Normally, if I'm using Scala for Spark jobs I'll compile a jarfile and submit it with gcloud dataproc jobs submit spark, but sometimes for very lightweight jobs I might be using uncompiled Scala code in a notebook or using the spark-shell REPL, where I assume a SparkContext is already available.
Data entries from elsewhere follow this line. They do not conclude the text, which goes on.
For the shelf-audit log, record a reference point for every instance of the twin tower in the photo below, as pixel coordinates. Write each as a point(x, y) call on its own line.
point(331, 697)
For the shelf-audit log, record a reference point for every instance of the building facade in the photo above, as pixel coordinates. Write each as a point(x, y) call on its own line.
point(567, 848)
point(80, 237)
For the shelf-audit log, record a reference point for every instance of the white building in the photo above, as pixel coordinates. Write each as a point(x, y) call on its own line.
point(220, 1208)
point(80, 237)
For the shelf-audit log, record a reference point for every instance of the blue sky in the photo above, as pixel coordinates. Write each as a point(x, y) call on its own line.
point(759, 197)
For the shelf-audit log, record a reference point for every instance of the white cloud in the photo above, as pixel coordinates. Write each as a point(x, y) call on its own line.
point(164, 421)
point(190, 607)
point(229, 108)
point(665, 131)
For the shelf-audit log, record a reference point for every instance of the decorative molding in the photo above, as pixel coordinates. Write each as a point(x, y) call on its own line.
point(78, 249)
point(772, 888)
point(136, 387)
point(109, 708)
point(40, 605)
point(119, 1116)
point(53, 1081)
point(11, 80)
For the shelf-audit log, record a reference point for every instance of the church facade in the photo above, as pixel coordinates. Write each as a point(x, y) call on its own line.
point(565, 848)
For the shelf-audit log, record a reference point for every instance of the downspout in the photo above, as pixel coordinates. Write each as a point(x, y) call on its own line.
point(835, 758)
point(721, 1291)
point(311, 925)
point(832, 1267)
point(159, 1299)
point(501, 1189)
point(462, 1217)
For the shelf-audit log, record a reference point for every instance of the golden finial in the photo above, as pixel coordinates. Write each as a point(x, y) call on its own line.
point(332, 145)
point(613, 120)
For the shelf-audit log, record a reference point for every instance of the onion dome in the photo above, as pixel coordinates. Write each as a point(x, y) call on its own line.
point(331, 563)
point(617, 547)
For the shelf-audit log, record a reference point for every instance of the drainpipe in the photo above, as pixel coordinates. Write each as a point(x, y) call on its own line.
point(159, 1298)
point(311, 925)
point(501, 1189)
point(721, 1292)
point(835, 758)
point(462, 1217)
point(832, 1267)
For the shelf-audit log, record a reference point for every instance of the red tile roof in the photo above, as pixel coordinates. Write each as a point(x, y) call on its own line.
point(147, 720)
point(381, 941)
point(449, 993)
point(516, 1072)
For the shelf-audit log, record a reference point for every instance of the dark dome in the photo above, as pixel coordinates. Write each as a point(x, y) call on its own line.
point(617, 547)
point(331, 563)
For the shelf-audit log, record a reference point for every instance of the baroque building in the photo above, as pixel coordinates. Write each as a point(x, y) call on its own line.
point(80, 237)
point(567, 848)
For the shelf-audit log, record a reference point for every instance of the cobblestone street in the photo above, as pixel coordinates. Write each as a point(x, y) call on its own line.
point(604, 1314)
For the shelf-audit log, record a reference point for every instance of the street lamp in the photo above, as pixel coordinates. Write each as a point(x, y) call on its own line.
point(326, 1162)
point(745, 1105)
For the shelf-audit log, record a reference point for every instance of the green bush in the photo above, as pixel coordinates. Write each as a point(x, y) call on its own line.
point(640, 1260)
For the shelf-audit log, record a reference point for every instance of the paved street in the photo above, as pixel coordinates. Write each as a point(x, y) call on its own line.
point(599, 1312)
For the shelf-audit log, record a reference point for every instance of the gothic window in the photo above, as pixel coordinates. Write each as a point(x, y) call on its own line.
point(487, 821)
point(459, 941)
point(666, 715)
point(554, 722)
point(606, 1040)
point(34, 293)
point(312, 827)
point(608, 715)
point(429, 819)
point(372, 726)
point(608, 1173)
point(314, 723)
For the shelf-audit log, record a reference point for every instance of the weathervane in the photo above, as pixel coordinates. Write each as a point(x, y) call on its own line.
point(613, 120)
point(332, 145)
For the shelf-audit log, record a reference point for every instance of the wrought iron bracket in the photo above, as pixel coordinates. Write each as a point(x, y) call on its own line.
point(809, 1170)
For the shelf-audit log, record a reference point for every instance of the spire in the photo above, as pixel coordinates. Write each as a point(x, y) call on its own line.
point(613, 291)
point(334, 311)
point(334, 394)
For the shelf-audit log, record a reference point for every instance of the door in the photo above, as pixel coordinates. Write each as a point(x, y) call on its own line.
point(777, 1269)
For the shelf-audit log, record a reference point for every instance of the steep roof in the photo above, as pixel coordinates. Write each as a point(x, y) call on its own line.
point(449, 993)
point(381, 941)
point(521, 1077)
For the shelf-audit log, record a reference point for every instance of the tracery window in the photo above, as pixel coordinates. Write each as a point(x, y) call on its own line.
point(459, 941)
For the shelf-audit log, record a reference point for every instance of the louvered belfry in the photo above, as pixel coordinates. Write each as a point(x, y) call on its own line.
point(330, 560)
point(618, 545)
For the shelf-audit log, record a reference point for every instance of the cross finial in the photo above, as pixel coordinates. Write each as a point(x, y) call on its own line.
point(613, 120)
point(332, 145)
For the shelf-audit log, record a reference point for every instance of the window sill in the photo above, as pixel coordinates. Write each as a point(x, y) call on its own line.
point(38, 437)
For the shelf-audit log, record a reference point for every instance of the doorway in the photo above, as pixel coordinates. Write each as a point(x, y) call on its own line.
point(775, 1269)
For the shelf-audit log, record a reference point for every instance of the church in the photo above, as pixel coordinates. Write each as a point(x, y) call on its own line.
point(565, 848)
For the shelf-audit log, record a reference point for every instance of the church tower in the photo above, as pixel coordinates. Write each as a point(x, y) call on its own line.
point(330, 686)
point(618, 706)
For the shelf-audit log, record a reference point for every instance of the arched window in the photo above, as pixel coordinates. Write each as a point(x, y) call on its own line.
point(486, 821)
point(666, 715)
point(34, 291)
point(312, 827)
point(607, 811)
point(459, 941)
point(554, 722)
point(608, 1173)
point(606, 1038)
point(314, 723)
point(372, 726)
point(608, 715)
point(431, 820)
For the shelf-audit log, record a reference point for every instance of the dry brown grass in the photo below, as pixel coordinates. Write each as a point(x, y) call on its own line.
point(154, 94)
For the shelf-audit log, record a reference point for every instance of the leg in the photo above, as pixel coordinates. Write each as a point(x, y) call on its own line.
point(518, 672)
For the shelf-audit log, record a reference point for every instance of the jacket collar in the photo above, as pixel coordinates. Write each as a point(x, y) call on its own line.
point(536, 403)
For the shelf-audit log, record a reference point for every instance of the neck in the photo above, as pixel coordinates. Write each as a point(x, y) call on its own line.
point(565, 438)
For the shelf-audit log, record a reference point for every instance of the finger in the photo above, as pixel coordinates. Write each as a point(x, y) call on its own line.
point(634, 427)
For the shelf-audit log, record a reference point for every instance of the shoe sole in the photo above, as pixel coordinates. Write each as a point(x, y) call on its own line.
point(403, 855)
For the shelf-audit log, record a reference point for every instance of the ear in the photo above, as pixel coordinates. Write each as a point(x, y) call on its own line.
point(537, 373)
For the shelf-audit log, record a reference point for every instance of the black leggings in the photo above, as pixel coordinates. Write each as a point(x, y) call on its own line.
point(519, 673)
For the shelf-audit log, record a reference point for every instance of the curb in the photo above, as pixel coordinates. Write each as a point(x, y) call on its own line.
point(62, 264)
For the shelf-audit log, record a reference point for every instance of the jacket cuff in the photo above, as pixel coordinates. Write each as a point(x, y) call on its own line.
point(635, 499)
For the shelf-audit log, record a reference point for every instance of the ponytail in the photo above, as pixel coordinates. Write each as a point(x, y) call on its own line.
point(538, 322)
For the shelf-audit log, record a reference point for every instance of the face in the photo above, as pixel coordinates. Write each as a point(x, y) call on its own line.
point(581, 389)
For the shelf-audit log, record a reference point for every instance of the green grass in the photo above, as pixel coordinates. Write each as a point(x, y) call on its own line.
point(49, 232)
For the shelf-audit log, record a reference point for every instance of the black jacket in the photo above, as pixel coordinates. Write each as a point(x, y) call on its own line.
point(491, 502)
For some of these lightweight use cases I can equivalently use PySpark and submit with gcloud dataproc jobs submit pyspark but sometimes I need easier access to Scala/Java libraries such as directly creating a org.apache.hadoop.fs.FileSystem object inside of map functions. Is there any easy way to submit such "spark-shell" equivalent jobs directly from a command-line using Dataproc Jobs APIs?


1 Answers


At the moment, there isn't a specialized top-level Dataproc Job type for uncompiled Spark Scala, but under the hood, spark-shell is just using the same mechanisms as spark-submit to run a specialized REPL driver: org.apache.spark.repl.Main. Thus, combining this with the --files flag available in gcloud dataproc jobs submit spark, you can just write snippets of Scala that you may have tested in a spark-shell or notebook session, and run that as your entire Dataproc job, assuming job.scala is a local file on your machine:

gcloud dataproc jobs submit spark --cluster ${CLUSTER} \
    --class org.apache.spark.repl.Main \
    --files job.scala \
    -- -i job.scala

Just like any other file, you can also specify any Hadoop-compatible path in the --files argument as well, such as gs:// or even hdfs://, assuming you've already placed your job.scala file there:

gcloud dataproc jobs submit spark --cluster ${CLUSTER} \
    --class org.apache.spark.repl.Main \
    --files gs://${BUCKET}/job.scala \
    -- -i job.scala

gcloud dataproc jobs submit spark --cluster ${CLUSTER} \
    --class org.apache.spark.repl.Main \
    --files hdfs:///tmp/job.scala \
    -- -i job.scala

If you've staged your job file onto the Dataproc master node via an init action, you'd use file:/// to specify that the file is found on the cluster's local filesystem instead of your local filesystem where you're running gcloud:

gcloud dataproc jobs submit spark --cluster ${CLUSTER} \
    --class org.apache.spark.repl.Main \
    --files file:///tmp/job.scala \
    -- -i job.scala

Note in all cases, the file becomes a local file in the working-directory of the main driver job, so the argument to "-i" can just be a relative path to the filename.